Lebih jauh, pendekatan budaya memudahkan komunikasi. Bahasa lokal dan simbol-simbol budaya yang sudah dikenal dapat digunakan untuk menyampaikan pesan-pesan kesehatan. Ini bukan hanya meningkatkan pemahaman tetapi juga membangun kepercayaan di antara masyarakat. Ketika masyarakat percaya kepada para pelaku kesehatan, mereka lebih mungkin mengikuti rekomendasi yang diberikan. Oleh karena itu, integrasi budaya dalam program kesehatan harus menjadi prioritas dalam pencegahan stunting.

Namun, penting untuk diingat bahwa tidak semua aspek budaya mendukung kesehatan. Beberapa kebiasaan mungkin perlu diubah atau disesuaikan agar sesuai dengan tujuan kesehatan. Di sinilah dialog antara pemimpin komunitas dan tenaga kesehatan menjadi penting. Dengan saling menghormati dan bekerja sama, mereka dapat menemukan cara untuk menjaga nilai-nilai positif sambil mengurangi praktik yang merugikan kesehatan anak.

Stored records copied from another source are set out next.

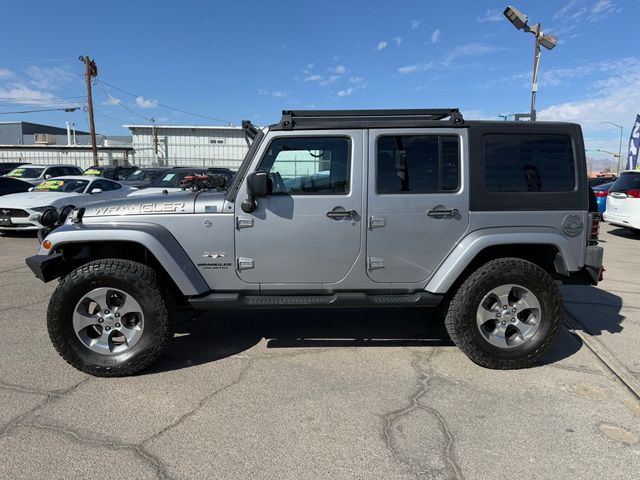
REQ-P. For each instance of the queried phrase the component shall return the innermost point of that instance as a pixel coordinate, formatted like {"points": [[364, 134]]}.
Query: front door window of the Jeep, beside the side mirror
{"points": [[308, 166]]}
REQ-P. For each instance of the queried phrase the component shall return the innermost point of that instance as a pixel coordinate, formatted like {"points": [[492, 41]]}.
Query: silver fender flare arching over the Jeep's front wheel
{"points": [[155, 238]]}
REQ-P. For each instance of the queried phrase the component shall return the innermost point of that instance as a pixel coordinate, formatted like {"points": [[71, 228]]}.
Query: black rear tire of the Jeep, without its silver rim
{"points": [[461, 324]]}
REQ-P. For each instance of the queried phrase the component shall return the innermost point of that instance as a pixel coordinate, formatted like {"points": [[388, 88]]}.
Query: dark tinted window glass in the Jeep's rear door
{"points": [[418, 164]]}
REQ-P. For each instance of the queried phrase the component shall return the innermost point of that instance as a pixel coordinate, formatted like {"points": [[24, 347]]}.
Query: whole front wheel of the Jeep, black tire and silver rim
{"points": [[110, 317]]}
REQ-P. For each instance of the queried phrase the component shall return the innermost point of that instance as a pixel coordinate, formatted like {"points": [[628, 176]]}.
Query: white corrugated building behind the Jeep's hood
{"points": [[175, 145]]}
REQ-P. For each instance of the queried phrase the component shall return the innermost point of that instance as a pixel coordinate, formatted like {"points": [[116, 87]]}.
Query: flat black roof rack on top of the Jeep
{"points": [[310, 119]]}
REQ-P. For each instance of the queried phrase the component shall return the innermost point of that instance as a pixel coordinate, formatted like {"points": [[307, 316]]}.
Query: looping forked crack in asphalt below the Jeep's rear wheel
{"points": [[391, 418]]}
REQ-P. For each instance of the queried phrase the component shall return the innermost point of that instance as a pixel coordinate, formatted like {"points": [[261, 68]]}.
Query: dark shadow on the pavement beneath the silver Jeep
{"points": [[204, 337]]}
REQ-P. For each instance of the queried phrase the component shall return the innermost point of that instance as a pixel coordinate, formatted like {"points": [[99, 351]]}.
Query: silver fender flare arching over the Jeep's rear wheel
{"points": [[471, 245]]}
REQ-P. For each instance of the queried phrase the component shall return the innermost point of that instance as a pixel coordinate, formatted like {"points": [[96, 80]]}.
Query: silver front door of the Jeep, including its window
{"points": [[307, 230]]}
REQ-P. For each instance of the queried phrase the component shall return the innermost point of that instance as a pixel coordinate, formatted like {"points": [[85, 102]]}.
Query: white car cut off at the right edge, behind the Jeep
{"points": [[623, 201]]}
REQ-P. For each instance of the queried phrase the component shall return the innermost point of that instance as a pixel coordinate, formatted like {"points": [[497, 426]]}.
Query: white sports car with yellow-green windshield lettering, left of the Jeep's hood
{"points": [[21, 211]]}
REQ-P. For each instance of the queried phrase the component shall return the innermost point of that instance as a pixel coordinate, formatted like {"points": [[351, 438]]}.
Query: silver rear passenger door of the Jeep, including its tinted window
{"points": [[418, 202]]}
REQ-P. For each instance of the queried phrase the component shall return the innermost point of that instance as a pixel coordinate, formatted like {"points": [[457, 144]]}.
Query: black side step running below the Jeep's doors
{"points": [[236, 300]]}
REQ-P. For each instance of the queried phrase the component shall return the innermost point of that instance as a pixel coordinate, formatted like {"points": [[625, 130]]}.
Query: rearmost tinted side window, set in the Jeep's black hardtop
{"points": [[529, 163]]}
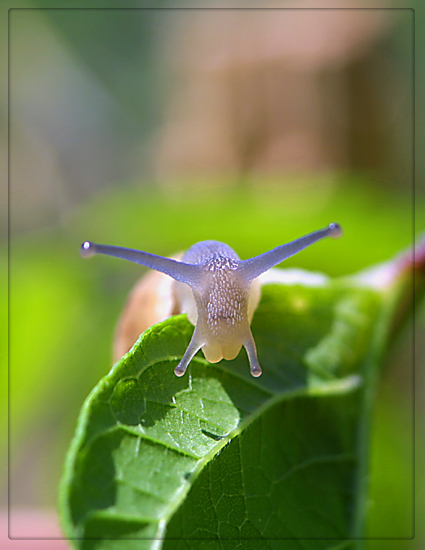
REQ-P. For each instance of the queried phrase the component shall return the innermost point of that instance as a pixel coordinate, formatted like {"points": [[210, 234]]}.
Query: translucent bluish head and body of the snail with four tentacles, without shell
{"points": [[217, 290]]}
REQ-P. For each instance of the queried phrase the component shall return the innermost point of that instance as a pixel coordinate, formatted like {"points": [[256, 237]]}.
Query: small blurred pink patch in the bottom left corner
{"points": [[36, 529]]}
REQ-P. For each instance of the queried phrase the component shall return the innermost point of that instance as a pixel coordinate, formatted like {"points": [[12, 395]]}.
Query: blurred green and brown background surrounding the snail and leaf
{"points": [[155, 129]]}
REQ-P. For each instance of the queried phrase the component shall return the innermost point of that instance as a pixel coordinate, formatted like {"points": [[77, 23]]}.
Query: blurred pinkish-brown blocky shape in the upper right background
{"points": [[275, 91]]}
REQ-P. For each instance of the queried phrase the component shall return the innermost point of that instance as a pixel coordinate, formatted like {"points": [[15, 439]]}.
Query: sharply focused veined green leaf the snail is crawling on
{"points": [[165, 462]]}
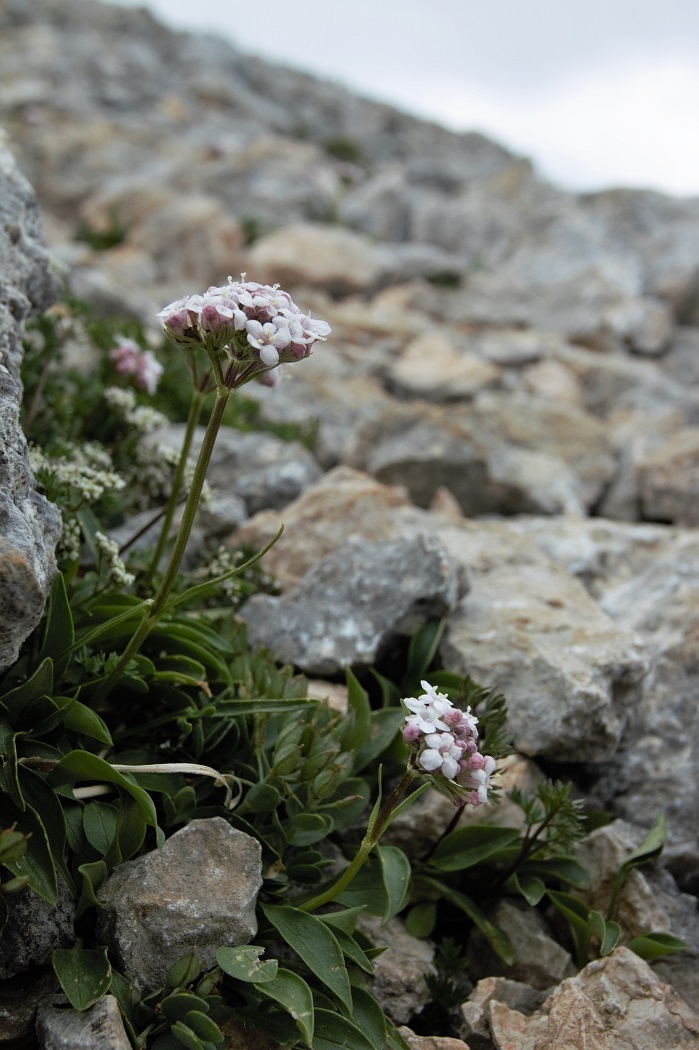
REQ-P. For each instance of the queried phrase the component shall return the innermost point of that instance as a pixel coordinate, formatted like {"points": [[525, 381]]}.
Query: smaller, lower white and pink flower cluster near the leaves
{"points": [[443, 741]]}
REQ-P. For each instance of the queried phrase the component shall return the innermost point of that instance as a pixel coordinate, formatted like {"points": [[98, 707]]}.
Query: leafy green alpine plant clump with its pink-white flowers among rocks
{"points": [[138, 706]]}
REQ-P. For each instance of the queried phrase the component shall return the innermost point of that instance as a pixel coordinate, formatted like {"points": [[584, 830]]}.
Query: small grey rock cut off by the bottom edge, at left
{"points": [[101, 1027]]}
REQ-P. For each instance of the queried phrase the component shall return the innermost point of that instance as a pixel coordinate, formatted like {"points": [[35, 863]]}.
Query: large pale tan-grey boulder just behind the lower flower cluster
{"points": [[570, 675]]}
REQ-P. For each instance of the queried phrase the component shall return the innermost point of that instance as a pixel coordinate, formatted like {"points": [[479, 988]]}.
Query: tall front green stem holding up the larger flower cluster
{"points": [[189, 514]]}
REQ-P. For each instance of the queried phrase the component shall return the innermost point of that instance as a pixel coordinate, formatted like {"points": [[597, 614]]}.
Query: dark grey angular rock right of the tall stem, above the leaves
{"points": [[354, 603]]}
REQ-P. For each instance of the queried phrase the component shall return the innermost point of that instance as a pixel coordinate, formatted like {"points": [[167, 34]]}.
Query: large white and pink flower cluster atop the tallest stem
{"points": [[255, 324]]}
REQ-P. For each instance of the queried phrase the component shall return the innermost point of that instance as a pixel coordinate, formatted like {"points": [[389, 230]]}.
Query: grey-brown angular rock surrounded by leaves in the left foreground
{"points": [[195, 894]]}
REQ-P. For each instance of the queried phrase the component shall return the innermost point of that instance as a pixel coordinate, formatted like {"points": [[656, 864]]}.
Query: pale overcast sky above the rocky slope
{"points": [[598, 93]]}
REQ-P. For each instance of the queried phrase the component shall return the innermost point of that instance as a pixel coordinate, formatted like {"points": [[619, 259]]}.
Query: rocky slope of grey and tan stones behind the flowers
{"points": [[509, 417]]}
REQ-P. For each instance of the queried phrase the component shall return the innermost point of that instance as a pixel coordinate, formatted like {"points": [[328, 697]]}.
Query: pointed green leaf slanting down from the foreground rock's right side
{"points": [[315, 944]]}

Mengintegrasikan Tradisi Lokal untuk Kesehatan Anak

Di Wajo, banyak tradisi lokal dapat dimanfaatkan untuk mendukung kesehatan anak. Salah satu contohnya adalah praktik "massure" atau pijat bayi yang dipercaya dapat memperkuat fisik anak. Praktik ini bisa dikombinasikan dengan penyuluhan nutrisi, sehingga orangtua tidak hanya mempraktikkan pijat, tetapi juga memahami pentingnya asupan gizi seimbang. Dengan cara ini, pengintegrasian tradisi lokal dapat memperkuat strategi pencegahan stunting.

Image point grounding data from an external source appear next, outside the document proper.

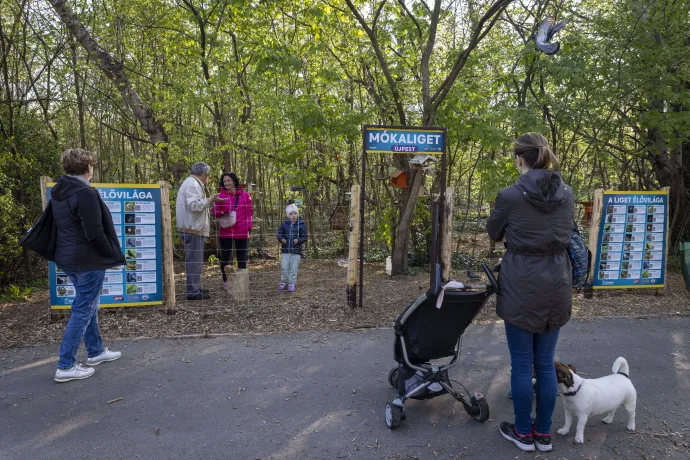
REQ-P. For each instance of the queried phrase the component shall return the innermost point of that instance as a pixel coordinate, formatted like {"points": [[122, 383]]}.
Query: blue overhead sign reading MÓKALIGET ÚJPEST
{"points": [[430, 141]]}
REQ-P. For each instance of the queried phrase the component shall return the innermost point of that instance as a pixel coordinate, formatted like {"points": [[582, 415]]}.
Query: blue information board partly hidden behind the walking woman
{"points": [[136, 212]]}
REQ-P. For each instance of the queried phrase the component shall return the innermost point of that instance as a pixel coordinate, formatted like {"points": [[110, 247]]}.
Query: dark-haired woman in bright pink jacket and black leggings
{"points": [[239, 202]]}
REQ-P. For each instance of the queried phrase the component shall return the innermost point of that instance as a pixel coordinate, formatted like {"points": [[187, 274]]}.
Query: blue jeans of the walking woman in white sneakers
{"points": [[83, 322]]}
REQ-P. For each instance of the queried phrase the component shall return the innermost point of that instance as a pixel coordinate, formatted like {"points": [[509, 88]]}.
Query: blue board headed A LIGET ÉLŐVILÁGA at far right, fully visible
{"points": [[631, 249]]}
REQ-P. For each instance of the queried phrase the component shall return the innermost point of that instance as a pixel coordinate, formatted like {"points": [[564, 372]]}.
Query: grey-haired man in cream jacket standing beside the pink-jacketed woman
{"points": [[192, 214]]}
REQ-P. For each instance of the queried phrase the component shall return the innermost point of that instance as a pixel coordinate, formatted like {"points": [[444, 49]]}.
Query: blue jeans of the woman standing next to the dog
{"points": [[528, 350]]}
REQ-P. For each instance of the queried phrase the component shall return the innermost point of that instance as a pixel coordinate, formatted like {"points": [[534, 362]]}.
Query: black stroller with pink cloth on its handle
{"points": [[424, 332]]}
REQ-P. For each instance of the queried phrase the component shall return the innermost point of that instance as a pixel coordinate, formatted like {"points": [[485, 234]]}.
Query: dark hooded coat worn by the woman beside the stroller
{"points": [[535, 284]]}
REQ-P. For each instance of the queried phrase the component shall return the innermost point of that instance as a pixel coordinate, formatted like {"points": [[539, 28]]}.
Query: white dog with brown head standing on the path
{"points": [[586, 397]]}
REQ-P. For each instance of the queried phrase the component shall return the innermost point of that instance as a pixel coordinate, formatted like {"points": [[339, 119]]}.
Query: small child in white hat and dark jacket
{"points": [[292, 234]]}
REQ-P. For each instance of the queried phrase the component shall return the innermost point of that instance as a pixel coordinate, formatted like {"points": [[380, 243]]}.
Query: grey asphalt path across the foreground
{"points": [[322, 396]]}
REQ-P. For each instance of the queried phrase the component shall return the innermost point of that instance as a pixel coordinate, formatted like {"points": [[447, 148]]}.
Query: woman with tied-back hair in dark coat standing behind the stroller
{"points": [[534, 217]]}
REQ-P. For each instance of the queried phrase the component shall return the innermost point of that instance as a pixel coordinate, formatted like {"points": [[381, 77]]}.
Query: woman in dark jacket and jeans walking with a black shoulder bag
{"points": [[86, 246]]}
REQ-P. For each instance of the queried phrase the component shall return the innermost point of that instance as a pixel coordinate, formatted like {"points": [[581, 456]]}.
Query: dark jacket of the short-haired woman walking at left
{"points": [[86, 238]]}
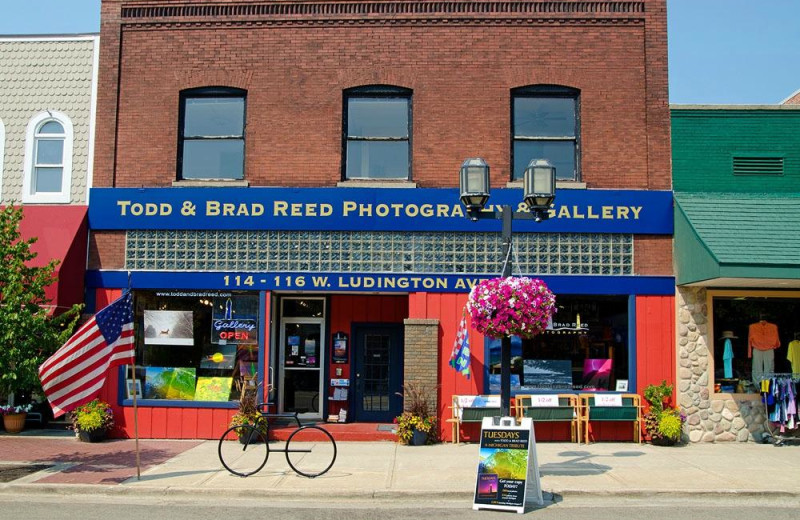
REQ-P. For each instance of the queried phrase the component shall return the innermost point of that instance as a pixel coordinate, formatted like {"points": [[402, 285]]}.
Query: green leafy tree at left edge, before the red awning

Selain itu, kegiatan kebersamaan seperti "maccera’ manurung" yang biasanya dilaksanakan sebagai ungkapan syukur dapat dijadikan ajang penyuluhan kesehatan. Dalam acara ini, tenaga kesehatan bisa memanfaatkan kesempatan untuk berbicara tentang pentingnya nutrisi dan sanitasi. Dengan cara ini, masyarakat tidak merasa digurui, melainkan merasa bahwa kesehatan adalah bagian dari kegiatan tradisional yang sudah mereka kenal.

Peran tokoh adat dan pemimpin masyarakat tidak kalah pentingnya. Mereka dapat menjadi jembatan antara pelaku kesehatan dan masyarakat. Dengan dukungan mereka, pesan-pesan kesehatan lebih mudah diterima. Jadi, kolaborasi dengan tokoh-tokoh ini harus menjadi bagian integral dari strategi pencegahan stunting yang berbasis budaya lokal di Wajo. Hal ini akan memastikan bahwa upaya kesehatan tidak hanya berkelanjutan tetapi juga efektif.